Invest more effort into establishing an information retrieval system than in training the LLM. Both keyword-based and vector-based retrieval systems have their limitations, so a hybrid approach often works best. Grounding LLMs will be a dynamic area of generative AI research in the coming years, and focusing resources here is key.
User Experience and Design: Seamless Chat Integration
From a design standpoint, chatbots should integrate fluidly with existing platforms—they shouldn't feel like an afterthought. They must provide distinct value while aligning with established design patterns. Effective guardrails should demystify usage limits, gracefully manage unanswerable queries, and facilitate automatic context injection. Here are three vital integration considerations:
1. Chat vs. GUI: Users often prefer GUIs for routine workflows, as they effectively guide complex processes. Reserve chat functionalities for scenarios that require nuanced input where context isn’t easily predictable. Strategically decide when and where chat should be incorporated in your app.
2. Setting Context: LLMs struggle with context retention. As retrieval-based conversations can balloon to substantial word counts, traditional search controls and filters can mitigate this issue. Allow users to set context rigidly or adjust it dynamically, minimizing cognitive load and enhancing the accuracy of responses.
3. Auditability: Ensure all generative AI outputs cite their original sources and are contextually auditable. Speedy verification is crucial for trust and adoption of generative AI systems in business, so investing in this mechanism is essential.
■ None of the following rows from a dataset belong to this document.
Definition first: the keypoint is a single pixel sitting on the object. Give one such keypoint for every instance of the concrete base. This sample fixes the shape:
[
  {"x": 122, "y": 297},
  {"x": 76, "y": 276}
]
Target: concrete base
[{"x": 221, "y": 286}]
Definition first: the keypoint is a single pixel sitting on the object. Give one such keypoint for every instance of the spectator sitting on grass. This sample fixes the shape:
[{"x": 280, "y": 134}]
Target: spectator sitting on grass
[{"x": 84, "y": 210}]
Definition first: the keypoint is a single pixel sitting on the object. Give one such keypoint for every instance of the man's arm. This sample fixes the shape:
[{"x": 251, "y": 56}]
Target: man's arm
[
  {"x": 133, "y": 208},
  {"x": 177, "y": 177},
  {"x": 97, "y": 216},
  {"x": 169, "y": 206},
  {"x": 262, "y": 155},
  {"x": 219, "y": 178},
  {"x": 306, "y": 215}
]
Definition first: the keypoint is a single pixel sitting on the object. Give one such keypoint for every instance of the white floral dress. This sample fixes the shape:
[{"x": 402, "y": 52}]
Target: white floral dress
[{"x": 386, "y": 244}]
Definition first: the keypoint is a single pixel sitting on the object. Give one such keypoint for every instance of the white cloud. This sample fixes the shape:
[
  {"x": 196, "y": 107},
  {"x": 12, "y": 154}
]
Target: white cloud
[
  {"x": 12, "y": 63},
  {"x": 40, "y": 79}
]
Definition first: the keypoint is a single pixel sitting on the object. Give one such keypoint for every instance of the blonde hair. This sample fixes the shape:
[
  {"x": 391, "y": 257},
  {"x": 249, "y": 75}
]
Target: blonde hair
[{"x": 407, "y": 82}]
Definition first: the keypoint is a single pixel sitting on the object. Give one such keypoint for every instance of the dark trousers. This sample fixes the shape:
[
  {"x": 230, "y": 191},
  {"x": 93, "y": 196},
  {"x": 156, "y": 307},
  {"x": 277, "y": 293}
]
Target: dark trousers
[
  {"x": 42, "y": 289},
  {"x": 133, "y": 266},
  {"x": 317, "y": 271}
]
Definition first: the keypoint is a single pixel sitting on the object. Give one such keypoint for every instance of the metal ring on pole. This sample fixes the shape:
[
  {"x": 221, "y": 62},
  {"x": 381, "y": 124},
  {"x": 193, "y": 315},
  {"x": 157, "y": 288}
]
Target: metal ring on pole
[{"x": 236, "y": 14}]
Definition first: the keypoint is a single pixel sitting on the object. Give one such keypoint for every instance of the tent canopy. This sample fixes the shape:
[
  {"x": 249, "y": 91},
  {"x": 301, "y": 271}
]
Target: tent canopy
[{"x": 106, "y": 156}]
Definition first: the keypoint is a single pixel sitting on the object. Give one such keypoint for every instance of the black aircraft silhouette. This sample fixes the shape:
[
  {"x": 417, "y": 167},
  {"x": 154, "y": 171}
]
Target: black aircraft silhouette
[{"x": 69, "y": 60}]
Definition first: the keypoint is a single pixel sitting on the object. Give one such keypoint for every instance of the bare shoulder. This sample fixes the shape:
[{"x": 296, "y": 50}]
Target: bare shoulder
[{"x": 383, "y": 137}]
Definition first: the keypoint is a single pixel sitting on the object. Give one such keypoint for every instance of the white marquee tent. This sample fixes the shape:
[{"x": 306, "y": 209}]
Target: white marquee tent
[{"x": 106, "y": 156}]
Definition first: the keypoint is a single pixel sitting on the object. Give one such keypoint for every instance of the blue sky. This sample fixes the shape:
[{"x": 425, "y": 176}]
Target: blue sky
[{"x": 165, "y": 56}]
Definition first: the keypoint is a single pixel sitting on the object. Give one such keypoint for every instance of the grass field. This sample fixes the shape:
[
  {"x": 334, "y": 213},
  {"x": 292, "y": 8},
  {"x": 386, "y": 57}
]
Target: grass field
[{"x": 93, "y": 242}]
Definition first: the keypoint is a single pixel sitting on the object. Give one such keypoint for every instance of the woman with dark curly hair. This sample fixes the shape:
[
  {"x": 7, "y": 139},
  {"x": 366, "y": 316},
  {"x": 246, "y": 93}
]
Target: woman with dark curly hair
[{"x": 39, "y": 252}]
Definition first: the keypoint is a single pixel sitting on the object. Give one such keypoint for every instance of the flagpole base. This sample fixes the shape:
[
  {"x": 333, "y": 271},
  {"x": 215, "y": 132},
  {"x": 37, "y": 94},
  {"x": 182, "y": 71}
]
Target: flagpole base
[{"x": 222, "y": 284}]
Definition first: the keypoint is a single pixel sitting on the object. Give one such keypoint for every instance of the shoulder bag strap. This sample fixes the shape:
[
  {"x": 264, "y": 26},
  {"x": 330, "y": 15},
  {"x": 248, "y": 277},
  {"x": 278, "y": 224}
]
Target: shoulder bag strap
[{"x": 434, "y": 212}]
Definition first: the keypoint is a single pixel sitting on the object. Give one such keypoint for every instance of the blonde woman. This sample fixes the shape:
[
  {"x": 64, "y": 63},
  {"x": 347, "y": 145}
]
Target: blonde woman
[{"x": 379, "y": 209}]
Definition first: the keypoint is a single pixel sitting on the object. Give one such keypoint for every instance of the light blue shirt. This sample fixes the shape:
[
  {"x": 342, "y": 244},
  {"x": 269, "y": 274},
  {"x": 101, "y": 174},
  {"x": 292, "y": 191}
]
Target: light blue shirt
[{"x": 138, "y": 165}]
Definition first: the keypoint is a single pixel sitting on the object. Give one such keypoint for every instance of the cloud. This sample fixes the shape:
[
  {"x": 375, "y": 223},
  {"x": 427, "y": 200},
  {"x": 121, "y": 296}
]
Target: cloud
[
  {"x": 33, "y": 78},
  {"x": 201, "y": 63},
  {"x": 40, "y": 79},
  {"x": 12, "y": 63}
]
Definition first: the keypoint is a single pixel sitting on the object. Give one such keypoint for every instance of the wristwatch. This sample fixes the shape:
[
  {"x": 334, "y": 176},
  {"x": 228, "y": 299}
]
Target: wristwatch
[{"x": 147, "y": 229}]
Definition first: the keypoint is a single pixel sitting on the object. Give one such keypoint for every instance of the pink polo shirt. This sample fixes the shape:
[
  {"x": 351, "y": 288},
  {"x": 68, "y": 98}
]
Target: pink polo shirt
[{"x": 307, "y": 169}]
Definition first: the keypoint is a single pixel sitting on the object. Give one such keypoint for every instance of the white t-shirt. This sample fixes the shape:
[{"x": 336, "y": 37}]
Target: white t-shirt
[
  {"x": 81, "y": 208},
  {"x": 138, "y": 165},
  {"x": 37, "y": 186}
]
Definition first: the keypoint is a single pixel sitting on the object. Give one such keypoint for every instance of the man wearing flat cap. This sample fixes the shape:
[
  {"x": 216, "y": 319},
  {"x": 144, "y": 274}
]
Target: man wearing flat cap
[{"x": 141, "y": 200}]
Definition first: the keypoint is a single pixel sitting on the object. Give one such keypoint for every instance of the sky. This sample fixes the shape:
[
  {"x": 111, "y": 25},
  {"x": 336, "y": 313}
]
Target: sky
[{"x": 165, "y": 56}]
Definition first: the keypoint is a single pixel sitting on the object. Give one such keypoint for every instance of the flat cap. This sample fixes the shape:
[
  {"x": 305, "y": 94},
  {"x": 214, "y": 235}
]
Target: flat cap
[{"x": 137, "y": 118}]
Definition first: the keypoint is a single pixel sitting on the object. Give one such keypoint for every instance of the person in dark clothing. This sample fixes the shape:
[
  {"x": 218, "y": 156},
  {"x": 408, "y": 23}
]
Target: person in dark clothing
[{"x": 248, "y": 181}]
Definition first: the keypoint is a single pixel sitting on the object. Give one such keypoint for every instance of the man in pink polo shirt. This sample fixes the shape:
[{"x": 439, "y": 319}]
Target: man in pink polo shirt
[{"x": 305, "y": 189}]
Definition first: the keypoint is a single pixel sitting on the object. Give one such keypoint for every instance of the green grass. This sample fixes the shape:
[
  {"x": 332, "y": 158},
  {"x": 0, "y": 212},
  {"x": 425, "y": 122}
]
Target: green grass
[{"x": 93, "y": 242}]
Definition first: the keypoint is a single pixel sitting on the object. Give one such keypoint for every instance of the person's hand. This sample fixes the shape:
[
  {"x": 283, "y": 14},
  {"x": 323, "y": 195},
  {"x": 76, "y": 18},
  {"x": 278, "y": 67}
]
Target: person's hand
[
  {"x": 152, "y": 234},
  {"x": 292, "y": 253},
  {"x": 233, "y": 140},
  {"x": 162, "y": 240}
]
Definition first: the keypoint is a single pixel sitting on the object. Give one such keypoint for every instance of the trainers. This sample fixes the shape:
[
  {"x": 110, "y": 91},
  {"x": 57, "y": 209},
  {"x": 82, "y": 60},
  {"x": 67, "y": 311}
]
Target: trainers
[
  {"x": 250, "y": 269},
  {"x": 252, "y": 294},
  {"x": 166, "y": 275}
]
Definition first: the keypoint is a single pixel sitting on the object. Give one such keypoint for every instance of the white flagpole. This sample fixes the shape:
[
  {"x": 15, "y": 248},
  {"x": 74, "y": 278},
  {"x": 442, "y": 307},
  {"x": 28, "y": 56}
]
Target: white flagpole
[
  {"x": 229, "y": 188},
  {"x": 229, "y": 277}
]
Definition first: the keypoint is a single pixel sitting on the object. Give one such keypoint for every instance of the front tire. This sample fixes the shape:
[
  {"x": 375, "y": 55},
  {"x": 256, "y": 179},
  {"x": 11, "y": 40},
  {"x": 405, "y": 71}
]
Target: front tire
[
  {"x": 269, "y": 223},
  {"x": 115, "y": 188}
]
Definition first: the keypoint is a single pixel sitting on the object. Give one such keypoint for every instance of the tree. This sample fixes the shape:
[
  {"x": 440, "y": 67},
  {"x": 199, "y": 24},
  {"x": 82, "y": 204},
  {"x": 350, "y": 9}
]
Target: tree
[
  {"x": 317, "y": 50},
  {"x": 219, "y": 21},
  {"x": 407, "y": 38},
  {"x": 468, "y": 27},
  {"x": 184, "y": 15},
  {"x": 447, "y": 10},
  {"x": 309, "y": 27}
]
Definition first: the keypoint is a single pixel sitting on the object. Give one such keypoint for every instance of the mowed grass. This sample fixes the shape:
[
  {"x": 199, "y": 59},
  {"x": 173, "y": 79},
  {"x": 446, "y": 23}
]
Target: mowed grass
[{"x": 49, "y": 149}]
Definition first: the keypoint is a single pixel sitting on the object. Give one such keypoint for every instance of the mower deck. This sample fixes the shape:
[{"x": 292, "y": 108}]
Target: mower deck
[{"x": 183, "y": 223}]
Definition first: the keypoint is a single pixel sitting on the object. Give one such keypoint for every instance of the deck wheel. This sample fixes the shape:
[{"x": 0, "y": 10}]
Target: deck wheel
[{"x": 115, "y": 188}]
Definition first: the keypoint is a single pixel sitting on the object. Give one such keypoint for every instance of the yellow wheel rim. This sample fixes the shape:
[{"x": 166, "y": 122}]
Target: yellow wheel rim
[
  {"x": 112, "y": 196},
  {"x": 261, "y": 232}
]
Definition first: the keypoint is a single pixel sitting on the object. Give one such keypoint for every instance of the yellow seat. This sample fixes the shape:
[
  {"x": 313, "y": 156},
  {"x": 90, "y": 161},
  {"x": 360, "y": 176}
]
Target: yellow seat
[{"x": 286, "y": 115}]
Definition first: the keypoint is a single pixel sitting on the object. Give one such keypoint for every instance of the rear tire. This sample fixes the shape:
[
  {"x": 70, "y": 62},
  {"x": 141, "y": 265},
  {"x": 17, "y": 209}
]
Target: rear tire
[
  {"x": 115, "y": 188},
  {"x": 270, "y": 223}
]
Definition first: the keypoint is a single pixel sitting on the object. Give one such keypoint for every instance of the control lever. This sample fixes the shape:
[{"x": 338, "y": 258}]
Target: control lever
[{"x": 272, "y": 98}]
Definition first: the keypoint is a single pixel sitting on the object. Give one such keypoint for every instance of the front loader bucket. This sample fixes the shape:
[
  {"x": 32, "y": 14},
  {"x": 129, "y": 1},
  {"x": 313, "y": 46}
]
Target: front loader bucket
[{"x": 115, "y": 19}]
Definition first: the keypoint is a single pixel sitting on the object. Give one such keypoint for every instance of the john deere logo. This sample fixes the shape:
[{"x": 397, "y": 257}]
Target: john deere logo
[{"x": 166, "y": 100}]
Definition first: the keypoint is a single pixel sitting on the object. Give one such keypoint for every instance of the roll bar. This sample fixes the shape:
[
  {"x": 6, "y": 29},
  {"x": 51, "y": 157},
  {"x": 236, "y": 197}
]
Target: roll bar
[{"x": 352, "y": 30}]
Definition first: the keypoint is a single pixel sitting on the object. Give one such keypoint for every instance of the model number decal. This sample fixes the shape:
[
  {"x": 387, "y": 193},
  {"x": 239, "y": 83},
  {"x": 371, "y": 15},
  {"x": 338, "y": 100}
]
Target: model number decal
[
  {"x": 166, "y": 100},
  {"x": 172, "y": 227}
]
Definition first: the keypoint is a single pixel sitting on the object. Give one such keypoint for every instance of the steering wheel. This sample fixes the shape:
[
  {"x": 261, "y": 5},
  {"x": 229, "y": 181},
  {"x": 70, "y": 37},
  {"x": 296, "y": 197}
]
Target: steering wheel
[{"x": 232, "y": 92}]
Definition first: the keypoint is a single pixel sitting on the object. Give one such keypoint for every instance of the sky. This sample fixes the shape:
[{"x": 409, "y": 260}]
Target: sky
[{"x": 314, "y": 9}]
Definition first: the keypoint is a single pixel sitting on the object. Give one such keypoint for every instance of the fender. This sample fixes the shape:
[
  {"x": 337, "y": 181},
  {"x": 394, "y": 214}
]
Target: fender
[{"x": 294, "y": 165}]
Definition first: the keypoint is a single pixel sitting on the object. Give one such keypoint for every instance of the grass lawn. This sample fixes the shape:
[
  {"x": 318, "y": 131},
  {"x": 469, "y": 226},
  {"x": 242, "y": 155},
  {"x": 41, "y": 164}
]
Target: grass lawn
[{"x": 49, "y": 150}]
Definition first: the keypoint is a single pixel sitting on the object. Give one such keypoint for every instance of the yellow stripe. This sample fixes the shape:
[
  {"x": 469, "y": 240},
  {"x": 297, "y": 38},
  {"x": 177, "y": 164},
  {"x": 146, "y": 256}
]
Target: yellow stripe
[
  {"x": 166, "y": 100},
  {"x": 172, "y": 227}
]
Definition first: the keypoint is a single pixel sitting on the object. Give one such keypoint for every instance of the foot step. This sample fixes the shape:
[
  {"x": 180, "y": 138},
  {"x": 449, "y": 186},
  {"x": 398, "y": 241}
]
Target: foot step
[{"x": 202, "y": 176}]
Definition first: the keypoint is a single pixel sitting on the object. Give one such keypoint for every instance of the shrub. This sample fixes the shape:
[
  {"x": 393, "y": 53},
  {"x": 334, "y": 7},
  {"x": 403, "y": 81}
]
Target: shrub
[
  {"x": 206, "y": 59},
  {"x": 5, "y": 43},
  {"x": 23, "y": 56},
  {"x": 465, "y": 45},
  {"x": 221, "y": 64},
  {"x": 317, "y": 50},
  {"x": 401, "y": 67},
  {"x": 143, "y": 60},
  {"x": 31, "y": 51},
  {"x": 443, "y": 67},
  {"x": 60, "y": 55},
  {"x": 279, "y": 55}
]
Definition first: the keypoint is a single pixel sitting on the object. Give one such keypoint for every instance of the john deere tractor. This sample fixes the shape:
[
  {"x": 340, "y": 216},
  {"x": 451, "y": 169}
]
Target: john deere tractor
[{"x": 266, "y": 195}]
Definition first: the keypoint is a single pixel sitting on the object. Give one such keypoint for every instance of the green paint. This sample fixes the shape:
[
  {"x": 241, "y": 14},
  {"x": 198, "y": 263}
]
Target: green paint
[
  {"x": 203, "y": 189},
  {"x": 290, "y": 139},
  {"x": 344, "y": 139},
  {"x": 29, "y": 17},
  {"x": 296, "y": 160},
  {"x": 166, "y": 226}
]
The launch of ChatGPT marked a pivotal moment for generative AI, illuminating the potential of next-generation AI-powered applications. As more companies and developers roll out and scale AI-driven chat solutions, adhering to these best practices is vital. Aligning technology with business strategy will enable the creation of innovative products that deliver long-term value. Focusing on mastering a single task while seeking opportunities to expand chatbot capabilities will set developers up for success.